Sentiment analysis on tweets using a streaming architecture

The requirements for the project are to build an infrastructure capable of handling streaming data, using the Lambda architecture¹ as a reference, and using open source technologies.

The project mainly consists of two parts:

Developing tools and procedures to run a "general-purpose" Big Data architecture capable of handling both streaming and batch workload, with the possibility of running on clusters.
Developing a use case to deploy on such architecture. The chosen one is sentiment analysis over time for a particular word on Twitter (so focus on the streaming part) while still ingesting the data to a data lake, and having the possibility of scheduling batch jobs on it.

This document is a reference for both parts (see next two chapters).

Technologies and components

Before diving into the practical part, here is a very brief summary of the technologies and components used in the project and their role in it.

General architecture

Docker

Docker is a popular platform for virtualization using "containers". It's very handy for deploying software efficiently on any machine that supports it.

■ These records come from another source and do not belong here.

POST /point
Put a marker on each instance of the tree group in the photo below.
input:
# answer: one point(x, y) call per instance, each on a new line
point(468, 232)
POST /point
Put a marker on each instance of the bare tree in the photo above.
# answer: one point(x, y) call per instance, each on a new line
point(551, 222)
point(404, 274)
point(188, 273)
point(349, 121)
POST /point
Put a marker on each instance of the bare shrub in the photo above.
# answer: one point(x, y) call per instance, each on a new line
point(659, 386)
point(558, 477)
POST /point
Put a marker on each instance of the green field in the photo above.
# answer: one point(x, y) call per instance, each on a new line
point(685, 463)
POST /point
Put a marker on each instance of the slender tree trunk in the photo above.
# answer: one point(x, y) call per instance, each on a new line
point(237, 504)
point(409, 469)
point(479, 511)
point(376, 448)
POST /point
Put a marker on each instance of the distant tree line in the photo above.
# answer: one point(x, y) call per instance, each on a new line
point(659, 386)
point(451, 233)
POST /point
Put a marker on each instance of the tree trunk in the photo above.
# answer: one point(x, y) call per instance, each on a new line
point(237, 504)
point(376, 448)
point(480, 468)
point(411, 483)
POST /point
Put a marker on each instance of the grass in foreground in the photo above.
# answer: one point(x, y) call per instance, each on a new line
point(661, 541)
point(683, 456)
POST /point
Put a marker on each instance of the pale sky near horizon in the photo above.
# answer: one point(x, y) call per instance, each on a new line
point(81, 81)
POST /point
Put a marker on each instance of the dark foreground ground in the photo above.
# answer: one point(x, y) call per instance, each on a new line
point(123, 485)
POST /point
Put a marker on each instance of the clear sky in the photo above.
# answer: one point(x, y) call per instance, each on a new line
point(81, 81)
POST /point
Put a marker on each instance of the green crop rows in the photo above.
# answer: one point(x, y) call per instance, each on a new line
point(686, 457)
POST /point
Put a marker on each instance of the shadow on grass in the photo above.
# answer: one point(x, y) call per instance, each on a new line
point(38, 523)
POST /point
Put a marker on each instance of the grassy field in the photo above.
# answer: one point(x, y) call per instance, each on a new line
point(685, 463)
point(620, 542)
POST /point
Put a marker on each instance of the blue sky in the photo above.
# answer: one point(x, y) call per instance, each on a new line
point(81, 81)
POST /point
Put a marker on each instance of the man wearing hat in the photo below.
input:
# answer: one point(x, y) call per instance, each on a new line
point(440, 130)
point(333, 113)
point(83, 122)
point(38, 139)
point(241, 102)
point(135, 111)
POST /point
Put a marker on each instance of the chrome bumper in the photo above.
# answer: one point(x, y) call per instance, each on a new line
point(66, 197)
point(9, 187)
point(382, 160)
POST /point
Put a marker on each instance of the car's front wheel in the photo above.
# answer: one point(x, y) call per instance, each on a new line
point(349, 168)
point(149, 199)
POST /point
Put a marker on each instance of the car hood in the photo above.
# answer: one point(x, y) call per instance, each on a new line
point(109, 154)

It also offers some orchestration features with Docker Swarm. In the project all essential parts of the architecture and the demo have been "containerized".

Kafka/Zookeeper

Apache Kafka is a streaming data platform, fault-tolerant, easy to use, and capable of handling big quantities of data through horizontal scaling.

Yarn/Hadoop

Hadoop was born around the Map/Reduce framework, but nowadays it's a vast ecosystem. The role of the Hadoop cluster in this project is to have an executing platform for Spark (through Yarn) and also having a distributed file system to use as a data lake (HDFS).

Spark

Spark is an in-memory general processing engine. It has an eminent role in the Hadoop ecosystem, offering numerous advantages over the vanilla Map/Reduce framework. It started with a not so high-level API (RDD), but now it's moving toward the direction of a Dataset/Dataframe API (similar to Pandas ones).

It offers extensions for specific applications (e.g. Machine Learning). For the demo the main interest is in the Structured Streaming part of Spark. Spark is a core part of this architecture, allowing to process streaming data ingested from Kafka (serving results to another Kafka topic), to persist such data to HDFS, and to run other jobs.

Demo components

Twitter producer (Tweepy + Kafka Python API)

Here Tweepy is used, for its simplicity. The script registers for a stream of tweets related to a particular word, and these are sent to a Kafka topic (through kafka-python module). Twitter developer credentials are needed to make the API work (need to sign up).

Dashboard (Flask + ChartJS)

A small dashboard prototype to show a graphical representation of the results of the streaming process. Technologies used are Flask (a Python module to build web applications) and ChartJS (an easy Javascript library to make charts).

https://en.wikipedia.org/wiki/Lambda_architecture ↩